Elan blames market drop on business restructuring costs
SHARES in Elan fell after the company reported quarterly results that missed market forecasts and confirmed plans to restructure its business.
For the three months to the end of September, the pharmaceuticals company swung to a net loss from continuing operations of $216.2m (€166m), down from a $3.5m (€2.7m) profit a year earlier. Revenue however climbed almost 10pc to $306.6m (€236.8m).
The company blamed the loss on one-time charges related to business changes it is making. A drug Elan was developing failed clinical trials this year and, in August, the company said it would spin out its research division into a business called Neotope and reposition Elan as a standalone entity.
Chief executive Kelly Martin said the process was going well.
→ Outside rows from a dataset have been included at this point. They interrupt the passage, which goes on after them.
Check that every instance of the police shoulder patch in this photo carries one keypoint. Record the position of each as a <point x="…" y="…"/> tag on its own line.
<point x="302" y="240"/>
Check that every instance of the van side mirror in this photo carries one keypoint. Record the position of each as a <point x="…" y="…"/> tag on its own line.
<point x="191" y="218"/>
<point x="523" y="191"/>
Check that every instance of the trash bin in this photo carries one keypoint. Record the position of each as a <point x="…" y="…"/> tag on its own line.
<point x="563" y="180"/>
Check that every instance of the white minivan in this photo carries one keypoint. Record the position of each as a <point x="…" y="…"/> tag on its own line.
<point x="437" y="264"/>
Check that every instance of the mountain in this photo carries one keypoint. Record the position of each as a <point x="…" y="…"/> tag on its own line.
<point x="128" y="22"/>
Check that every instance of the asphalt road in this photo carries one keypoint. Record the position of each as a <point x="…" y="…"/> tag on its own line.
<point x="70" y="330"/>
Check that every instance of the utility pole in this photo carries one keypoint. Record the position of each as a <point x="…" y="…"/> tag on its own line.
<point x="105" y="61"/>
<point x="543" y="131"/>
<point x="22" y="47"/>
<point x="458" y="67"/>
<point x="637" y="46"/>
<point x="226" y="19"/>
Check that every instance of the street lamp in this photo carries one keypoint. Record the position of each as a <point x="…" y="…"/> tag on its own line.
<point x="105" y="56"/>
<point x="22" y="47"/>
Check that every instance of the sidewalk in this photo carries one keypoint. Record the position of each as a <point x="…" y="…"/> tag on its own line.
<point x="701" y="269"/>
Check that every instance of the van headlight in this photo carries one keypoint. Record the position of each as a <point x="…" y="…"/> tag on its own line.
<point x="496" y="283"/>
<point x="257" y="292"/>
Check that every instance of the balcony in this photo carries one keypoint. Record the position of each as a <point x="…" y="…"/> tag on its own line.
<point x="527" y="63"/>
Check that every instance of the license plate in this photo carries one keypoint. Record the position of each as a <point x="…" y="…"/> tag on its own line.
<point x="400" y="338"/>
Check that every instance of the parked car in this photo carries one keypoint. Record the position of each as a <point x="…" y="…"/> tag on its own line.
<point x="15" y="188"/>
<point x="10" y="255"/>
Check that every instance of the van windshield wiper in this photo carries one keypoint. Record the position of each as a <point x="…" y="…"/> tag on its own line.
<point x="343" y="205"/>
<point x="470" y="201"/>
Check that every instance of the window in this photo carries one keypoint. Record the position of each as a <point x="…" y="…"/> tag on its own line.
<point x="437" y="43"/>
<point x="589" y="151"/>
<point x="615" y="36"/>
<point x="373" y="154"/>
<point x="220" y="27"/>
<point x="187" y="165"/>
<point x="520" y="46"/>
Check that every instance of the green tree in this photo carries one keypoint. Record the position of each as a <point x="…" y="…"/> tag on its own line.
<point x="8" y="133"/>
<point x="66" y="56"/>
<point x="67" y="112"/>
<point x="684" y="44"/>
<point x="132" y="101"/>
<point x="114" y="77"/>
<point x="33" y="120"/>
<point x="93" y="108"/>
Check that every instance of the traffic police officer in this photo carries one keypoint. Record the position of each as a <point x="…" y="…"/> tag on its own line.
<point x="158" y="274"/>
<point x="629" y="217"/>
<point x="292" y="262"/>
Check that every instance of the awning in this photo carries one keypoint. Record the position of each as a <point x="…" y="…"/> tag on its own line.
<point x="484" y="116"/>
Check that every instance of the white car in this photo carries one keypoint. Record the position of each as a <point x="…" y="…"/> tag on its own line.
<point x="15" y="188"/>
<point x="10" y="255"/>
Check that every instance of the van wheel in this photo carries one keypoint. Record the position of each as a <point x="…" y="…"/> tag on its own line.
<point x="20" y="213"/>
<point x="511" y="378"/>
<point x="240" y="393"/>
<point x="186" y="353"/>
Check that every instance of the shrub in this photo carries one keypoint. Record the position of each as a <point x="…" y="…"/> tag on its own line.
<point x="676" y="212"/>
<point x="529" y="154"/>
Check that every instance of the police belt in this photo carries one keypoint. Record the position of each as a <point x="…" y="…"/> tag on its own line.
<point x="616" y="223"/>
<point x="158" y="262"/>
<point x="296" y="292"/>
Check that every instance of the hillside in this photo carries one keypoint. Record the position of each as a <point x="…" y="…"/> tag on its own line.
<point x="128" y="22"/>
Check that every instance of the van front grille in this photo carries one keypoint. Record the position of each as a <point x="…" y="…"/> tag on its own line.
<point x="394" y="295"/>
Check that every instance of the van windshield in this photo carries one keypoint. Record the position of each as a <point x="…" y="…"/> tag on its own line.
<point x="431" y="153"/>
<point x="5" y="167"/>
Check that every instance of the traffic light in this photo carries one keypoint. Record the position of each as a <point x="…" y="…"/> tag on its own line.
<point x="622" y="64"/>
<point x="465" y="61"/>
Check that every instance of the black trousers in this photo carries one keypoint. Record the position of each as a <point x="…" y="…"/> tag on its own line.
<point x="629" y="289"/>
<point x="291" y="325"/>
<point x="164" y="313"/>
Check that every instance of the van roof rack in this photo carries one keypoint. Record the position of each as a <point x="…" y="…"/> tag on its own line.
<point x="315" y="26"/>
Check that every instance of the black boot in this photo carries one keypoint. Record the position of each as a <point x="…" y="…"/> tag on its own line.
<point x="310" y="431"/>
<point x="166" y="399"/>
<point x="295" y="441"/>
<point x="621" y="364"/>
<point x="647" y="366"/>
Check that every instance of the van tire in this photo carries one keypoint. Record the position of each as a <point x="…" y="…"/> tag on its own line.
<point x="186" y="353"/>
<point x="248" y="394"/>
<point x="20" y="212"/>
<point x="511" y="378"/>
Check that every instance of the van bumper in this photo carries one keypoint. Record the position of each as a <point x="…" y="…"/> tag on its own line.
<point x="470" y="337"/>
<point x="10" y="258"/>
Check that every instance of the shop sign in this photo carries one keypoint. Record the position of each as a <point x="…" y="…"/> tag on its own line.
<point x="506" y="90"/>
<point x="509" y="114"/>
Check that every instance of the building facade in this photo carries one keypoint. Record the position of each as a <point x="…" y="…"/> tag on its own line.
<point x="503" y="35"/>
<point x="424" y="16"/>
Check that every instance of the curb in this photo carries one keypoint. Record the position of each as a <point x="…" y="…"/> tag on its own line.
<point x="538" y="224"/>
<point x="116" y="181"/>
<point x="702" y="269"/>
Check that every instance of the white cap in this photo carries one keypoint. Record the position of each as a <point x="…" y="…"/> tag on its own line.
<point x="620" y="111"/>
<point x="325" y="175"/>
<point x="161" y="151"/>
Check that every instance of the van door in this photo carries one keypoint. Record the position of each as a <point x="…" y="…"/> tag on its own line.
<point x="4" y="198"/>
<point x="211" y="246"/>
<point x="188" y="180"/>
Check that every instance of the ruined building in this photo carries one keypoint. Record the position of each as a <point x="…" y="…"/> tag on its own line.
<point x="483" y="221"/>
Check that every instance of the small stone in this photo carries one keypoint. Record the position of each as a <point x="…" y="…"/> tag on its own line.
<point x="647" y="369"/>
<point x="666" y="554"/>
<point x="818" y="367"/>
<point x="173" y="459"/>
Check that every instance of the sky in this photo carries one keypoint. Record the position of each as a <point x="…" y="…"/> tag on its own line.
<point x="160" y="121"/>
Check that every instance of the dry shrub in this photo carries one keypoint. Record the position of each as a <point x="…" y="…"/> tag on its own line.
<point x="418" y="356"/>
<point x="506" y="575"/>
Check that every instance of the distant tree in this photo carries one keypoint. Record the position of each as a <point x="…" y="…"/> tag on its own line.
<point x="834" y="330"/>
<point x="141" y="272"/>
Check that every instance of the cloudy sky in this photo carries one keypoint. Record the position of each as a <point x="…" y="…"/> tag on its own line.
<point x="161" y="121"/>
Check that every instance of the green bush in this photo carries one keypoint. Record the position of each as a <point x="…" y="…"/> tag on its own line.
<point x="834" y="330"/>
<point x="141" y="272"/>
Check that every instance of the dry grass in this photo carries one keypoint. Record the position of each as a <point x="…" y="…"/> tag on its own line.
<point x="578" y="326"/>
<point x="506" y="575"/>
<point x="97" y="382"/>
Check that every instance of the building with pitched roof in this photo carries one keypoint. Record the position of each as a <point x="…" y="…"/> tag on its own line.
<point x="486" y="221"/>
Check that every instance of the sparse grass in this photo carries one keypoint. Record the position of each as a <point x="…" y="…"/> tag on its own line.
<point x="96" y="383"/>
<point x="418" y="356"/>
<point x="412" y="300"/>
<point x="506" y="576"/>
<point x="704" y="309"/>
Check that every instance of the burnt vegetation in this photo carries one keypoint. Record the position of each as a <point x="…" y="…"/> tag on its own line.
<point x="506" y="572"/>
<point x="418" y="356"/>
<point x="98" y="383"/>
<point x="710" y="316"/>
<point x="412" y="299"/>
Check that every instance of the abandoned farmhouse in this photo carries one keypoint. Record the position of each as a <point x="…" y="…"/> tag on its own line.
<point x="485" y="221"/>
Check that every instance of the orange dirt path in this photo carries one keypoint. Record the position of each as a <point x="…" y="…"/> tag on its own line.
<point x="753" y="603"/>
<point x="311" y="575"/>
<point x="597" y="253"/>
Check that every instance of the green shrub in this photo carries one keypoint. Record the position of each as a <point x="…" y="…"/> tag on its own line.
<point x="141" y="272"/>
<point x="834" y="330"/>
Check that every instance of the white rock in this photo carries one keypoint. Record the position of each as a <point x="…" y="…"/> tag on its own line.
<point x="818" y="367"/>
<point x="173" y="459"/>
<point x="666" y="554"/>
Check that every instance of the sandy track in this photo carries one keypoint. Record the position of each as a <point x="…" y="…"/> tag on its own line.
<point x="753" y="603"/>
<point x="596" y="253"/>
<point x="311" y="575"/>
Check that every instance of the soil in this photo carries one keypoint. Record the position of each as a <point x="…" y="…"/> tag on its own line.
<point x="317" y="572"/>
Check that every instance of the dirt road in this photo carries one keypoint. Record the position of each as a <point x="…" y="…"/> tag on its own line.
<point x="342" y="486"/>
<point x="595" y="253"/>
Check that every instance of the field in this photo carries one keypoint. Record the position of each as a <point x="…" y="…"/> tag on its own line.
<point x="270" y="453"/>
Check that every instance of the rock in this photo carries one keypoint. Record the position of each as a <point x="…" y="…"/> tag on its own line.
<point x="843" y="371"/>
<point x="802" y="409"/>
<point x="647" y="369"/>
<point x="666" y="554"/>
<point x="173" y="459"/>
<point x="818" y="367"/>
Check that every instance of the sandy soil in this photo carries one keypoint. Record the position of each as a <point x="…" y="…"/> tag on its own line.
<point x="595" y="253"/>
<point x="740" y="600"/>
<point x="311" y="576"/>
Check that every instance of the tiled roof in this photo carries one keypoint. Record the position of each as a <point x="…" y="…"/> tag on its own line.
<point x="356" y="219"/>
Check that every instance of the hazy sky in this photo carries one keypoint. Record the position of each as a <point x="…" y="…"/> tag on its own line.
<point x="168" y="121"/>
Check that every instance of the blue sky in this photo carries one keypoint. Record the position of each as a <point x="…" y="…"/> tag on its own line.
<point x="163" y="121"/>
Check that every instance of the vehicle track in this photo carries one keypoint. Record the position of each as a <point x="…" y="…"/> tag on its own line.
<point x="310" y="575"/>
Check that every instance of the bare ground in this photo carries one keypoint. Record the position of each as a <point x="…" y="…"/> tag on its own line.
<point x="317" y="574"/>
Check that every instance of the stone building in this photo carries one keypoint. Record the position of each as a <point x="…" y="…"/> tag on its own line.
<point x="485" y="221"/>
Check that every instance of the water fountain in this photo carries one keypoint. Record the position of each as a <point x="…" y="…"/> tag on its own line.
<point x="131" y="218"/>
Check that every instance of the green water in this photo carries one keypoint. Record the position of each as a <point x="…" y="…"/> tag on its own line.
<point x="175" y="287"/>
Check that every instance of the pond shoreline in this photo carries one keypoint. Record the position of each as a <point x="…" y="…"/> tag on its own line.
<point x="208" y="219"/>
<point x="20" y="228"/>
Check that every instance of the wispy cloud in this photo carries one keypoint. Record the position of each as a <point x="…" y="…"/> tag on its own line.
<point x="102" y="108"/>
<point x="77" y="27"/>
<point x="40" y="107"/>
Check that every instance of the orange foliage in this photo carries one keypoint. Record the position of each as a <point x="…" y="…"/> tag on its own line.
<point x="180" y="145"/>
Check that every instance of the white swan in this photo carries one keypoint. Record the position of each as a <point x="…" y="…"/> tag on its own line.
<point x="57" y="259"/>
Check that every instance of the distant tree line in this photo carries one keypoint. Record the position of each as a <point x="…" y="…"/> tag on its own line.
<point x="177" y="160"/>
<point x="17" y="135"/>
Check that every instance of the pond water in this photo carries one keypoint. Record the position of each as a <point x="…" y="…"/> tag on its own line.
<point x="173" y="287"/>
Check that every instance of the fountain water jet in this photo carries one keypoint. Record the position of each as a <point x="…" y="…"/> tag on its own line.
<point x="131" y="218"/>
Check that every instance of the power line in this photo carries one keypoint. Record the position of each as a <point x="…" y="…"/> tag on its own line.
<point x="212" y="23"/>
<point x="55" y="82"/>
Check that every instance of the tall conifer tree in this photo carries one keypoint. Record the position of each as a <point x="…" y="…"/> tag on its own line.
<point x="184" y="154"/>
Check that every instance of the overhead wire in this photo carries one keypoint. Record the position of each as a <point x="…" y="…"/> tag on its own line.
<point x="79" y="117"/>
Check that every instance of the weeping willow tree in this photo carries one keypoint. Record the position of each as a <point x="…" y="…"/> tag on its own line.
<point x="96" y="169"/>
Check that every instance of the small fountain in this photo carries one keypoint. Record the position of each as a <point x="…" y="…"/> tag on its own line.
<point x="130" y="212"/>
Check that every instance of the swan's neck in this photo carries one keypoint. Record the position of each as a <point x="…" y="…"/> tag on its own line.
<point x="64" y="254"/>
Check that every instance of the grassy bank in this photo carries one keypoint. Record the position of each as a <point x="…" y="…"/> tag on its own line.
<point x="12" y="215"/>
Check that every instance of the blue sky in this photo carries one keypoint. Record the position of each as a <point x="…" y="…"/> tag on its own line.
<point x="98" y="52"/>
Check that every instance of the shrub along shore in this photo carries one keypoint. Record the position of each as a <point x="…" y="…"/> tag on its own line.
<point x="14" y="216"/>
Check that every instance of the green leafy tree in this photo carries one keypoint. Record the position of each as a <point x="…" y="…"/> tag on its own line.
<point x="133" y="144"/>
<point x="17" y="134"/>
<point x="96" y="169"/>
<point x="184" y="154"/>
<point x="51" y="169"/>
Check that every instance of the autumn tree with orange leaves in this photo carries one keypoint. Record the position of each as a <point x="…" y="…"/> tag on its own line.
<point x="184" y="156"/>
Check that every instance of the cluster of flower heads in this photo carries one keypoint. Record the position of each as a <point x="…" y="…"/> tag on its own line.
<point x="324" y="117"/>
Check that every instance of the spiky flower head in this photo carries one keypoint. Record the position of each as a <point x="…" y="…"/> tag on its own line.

"We are separating our early discovery science business from the income business and in making that move there are a number of restructuring charges that have to be made," he claimed.
He confirmed Elan would close a research facility in San Francisco with the loss of around 200 jobs and shift much of its operations back to Ireland. The new Elan, which will be profitable immediately, will employ around 120 staff split evenly between Dublin and Boston.
Revenue growth was driven by the company's multiple sclerosis drug Tysabri, which saw the number of patients increase 3pc to 71,000 worldwide.
Sales of the drug increased to $403.8m (€311.8m) as a 17pc jump in US business offset an 11pc drop worldwide.
"Growth levels in utilisation and demand for Tysabri remain on track," said Mr Martin.
Every 10,000 Tysabri patients is said to equate to about $100m (€77.2m) in operating earnings.
"The MS market will continue to grow and by 2016 it will be close to a million patients worldwide and Tysabri will play a part in that, particularly for JC negative patients," Mr Martin said.
JC is a virus that can cause a serious brain condition and has been linked to Tysabri in the past, patients that don't have the JC virus are considered to be at much lower risk to side effects of the drug.
Apart from Tysabri, the company is also working on a "small molecule" -- ELND 005 -- which is being developed for bipolar disorder. The company hopes to bring that to market in the next two to three years.
Mr Martin wouldn't comment on whether the firm would be involved in M&A activity, but admitted it would be "pretty active" assessing businesses "across the value chain".
Despite yesterday's loss, the company reaffirmed its full year guidance of earnings before interest, depreciation and amortisation of more than $200m (€154.4m) on revenue of $1.2bn (€0.92bn).
Analysts were broadly positive. Davy Stockbrokers' Jack Gorman said the "key takeaway" was that underlying Tysabri patient growth continued.
"The balance sheet will be cleansed further in the next quarter via refinancing so that Tysabri's impact on profitability and cash flow will be easily apparent in 2013 and beyond," he said.
Analysts at Dolmen Securities however described the results as "very noisy", adding: "The underlying numbers will do little to move the share price, which, we believe currently reflects the take-out value of Tysabri."
In New York, Elan was down 1.2pc at $10.74, while in Dublin the stock was little changed at €8.32.